The natural beauty of the Shenandoah Valley will take musical shape in this spring’s premiere of a new four-movement suite composed for and dedicated to the Eastern Mennonite University Chamber Orchestra.
The orchestra’s performance of composer Gwyneth Walker’s “Music of the Land: Portraits of Rural America” will be conducted by EMU music director and professor Joan Griffing during the spring orchestra concert at 7:30 p.m. on March 22, 2018, in Lehman Auditorium, with Walker in attendance.
Walker composed the suite last year after visiting Virginia’s Blue Ridge Mountains. The New England Quaker’s earlier work “About Leaves,” inspired by the poems of Robert Frost, had been heartily received by the EMU community, she said, and she wondered if “something based on Shenandoah-area poetry might not be even more relevant.”

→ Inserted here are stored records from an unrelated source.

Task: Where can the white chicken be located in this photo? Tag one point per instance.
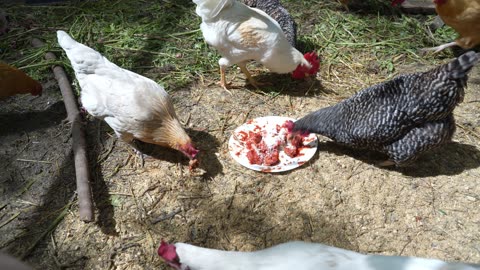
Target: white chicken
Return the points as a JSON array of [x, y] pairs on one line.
[[294, 255], [134, 106], [241, 33]]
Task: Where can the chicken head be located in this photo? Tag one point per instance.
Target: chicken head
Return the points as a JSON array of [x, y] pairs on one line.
[[303, 71]]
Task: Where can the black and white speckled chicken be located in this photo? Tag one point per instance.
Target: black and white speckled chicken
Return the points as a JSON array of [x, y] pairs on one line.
[[275, 10], [402, 118]]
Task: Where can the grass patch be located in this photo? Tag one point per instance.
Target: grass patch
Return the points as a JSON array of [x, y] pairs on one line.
[[161, 39]]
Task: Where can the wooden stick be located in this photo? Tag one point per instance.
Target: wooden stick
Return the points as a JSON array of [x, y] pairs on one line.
[[78, 139]]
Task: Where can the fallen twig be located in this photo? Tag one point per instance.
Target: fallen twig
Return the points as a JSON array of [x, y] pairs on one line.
[[78, 139]]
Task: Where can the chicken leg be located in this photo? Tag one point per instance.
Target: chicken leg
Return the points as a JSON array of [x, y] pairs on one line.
[[223, 80]]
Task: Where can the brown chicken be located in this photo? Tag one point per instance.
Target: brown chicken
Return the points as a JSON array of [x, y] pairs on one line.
[[14, 81], [461, 15]]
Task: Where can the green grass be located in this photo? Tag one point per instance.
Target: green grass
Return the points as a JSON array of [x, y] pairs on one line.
[[161, 39]]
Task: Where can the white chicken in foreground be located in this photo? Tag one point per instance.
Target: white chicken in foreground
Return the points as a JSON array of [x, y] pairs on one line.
[[294, 255], [134, 106], [241, 33]]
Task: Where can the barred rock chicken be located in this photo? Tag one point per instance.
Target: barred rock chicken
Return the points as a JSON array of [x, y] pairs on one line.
[[402, 117], [463, 16], [275, 10], [134, 106], [14, 81], [294, 255], [241, 33]]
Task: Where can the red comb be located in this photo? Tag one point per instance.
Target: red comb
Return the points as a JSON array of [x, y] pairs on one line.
[[313, 59]]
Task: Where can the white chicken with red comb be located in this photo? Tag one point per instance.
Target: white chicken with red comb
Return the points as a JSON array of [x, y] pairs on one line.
[[294, 255], [241, 33], [135, 107]]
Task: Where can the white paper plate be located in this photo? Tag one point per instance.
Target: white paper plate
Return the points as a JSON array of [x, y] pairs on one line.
[[239, 152]]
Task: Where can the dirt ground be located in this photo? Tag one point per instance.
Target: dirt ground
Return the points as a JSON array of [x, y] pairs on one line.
[[340, 198]]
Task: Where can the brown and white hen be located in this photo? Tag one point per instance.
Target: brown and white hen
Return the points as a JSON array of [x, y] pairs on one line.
[[134, 106]]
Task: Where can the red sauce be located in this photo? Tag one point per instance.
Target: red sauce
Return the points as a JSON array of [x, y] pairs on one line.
[[258, 152]]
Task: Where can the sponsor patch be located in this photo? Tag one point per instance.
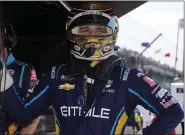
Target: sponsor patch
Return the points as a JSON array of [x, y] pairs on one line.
[[154, 90], [33, 75], [108, 90], [161, 93], [149, 81], [125, 76], [66, 78], [11, 72], [140, 74], [66, 86], [169, 103], [109, 83], [53, 72]]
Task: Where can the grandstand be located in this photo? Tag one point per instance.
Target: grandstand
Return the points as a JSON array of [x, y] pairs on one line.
[[161, 73]]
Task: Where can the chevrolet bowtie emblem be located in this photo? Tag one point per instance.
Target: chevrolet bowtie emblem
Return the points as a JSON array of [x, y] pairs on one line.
[[66, 86]]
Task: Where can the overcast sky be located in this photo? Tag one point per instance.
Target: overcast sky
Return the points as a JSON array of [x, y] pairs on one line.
[[146, 22]]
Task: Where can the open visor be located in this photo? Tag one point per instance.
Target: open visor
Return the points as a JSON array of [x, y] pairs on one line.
[[92, 25]]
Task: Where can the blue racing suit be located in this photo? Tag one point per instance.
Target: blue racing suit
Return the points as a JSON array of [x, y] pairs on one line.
[[110, 103], [25, 79]]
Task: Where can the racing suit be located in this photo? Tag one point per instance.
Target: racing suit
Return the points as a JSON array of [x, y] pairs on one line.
[[109, 103], [133, 123], [25, 80]]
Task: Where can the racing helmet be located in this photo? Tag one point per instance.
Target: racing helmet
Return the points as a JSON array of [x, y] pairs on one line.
[[92, 31]]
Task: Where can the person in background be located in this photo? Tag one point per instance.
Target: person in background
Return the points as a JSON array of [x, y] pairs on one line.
[[134, 124], [24, 77]]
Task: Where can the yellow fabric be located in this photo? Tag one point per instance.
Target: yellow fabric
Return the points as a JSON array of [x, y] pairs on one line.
[[137, 117], [121, 123], [57, 130]]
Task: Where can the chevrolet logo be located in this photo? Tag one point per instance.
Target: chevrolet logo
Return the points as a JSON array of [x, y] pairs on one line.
[[66, 86]]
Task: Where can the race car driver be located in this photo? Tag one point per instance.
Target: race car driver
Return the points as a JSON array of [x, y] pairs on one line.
[[24, 77], [94, 93]]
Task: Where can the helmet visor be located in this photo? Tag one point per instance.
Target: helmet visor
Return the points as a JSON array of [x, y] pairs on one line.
[[92, 25]]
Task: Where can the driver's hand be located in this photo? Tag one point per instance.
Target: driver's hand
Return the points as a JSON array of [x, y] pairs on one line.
[[5, 79]]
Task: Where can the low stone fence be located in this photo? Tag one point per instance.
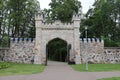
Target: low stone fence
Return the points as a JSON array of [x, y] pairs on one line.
[[3, 53]]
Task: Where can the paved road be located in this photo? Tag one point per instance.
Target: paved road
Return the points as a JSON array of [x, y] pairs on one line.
[[61, 71]]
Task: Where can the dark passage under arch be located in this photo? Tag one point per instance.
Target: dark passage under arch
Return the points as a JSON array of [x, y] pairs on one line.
[[57, 50]]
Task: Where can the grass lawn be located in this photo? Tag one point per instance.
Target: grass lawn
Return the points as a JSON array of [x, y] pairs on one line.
[[16, 69], [114, 78], [97, 67]]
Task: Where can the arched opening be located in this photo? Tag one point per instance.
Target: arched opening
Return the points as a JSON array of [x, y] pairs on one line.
[[57, 50]]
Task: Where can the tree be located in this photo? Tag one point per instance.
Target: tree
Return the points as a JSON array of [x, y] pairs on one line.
[[103, 19], [18, 18], [63, 9]]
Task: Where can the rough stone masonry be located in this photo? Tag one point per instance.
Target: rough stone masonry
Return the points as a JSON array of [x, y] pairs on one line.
[[27, 50]]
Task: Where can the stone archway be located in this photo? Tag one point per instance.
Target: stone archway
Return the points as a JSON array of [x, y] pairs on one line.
[[48, 31], [57, 50]]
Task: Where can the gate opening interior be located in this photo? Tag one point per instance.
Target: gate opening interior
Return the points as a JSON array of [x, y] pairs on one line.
[[57, 50]]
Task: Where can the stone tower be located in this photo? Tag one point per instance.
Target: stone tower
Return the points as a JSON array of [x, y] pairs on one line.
[[68, 32]]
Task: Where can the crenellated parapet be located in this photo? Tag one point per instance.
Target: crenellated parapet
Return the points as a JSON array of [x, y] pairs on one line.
[[18, 40], [91, 40]]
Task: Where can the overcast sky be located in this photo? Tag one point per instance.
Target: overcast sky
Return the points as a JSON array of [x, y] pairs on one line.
[[85, 4]]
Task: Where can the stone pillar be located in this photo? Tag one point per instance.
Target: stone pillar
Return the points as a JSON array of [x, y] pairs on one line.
[[38, 25], [76, 21]]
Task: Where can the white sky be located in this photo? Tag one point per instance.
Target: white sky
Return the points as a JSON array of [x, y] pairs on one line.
[[85, 4]]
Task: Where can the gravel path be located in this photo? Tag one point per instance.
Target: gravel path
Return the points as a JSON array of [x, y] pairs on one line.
[[61, 71]]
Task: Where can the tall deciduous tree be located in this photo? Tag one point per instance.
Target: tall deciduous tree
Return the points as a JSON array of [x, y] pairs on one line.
[[63, 9], [103, 19]]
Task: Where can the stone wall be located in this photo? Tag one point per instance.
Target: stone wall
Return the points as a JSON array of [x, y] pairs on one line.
[[21, 50], [91, 48]]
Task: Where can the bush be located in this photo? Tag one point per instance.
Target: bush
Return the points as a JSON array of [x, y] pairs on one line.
[[4, 65]]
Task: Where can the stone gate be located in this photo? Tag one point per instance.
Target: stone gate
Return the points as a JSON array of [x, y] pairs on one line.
[[68, 32]]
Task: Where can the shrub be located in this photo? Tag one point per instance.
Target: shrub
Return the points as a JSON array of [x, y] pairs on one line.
[[4, 65]]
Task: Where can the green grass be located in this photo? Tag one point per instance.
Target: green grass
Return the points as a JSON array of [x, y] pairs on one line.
[[16, 69], [114, 78], [97, 67]]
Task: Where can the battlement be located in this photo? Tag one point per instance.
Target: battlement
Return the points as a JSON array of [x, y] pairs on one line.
[[14, 40], [57, 24], [91, 40]]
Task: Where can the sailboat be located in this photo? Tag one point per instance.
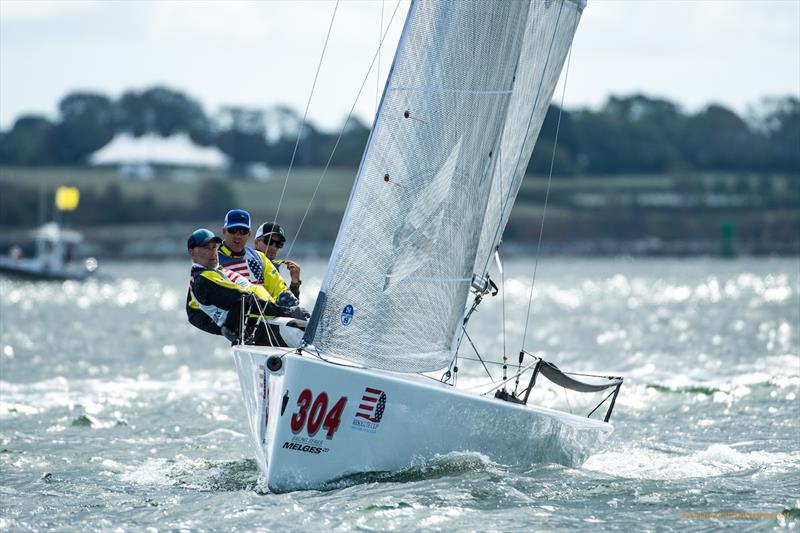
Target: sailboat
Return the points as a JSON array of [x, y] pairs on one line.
[[461, 110]]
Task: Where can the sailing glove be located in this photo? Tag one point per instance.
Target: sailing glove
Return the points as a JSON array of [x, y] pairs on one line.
[[299, 313]]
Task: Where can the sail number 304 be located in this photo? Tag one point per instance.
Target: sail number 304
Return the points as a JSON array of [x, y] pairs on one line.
[[313, 413]]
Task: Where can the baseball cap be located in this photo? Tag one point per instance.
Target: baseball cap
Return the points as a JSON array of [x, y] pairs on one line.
[[201, 237], [269, 227], [237, 218]]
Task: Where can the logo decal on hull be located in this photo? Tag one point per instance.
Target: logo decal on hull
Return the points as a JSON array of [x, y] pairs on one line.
[[369, 412], [303, 447], [347, 315], [305, 444]]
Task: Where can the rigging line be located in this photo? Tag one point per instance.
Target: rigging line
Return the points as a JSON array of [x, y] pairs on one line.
[[547, 195], [498, 385], [378, 71], [478, 354], [502, 273], [569, 406], [305, 114], [341, 132], [530, 119]]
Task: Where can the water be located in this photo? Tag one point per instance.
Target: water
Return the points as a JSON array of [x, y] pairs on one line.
[[115, 412]]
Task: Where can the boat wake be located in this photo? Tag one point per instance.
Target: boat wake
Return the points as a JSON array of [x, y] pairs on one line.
[[441, 466], [195, 474], [716, 460]]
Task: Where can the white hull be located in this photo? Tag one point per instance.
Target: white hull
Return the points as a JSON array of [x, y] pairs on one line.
[[387, 422]]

Griffing responded enthusiastically to the idea – Walker’s music is accessible to and loved by listeners and performers alike – and EMU writing professor Marti Eads suggested that Walker use as inspiration the poetry of Robert Morgan, a North Carolinian who writes about rural America.
“So, I followed through,” Walker said.
The performance will include four of Morgan’s poems – “Clogging,” “From the Distance,” “Singing to the Corn,” and “Time Passing” – as read by Roman Miller, a farmer and professor emeritus of biology.
“The poetry speaks of the music heard in everyday, rural life,” Walker writes: “A community clogging dance; the church bells ringing out over the fields in the evening; a farmer ‘singing’ to encourage his crop to grow; and an old family clock, filling the silence with the tempo of time passing. This is the music of the land.”
Griffing said she was “honored” by Walker’s “especially meaningful” dedication of the work to the EMU orchestra. Performing a new work composed for and dedicated to them is an “exciting opportunity” for students, who will receive feedback from the professional composer at the dress rehearsal.
As part of her visit to EMU, Walker will also speak to students in the senior seminar “Peacebuilding in the Arts: Our Stories, Our Selves.”
“She makes a living as a composer,” Griffing said of Walker. “There are not that many people who are able to do that, and so that’s something very unique that she will share about with our students.”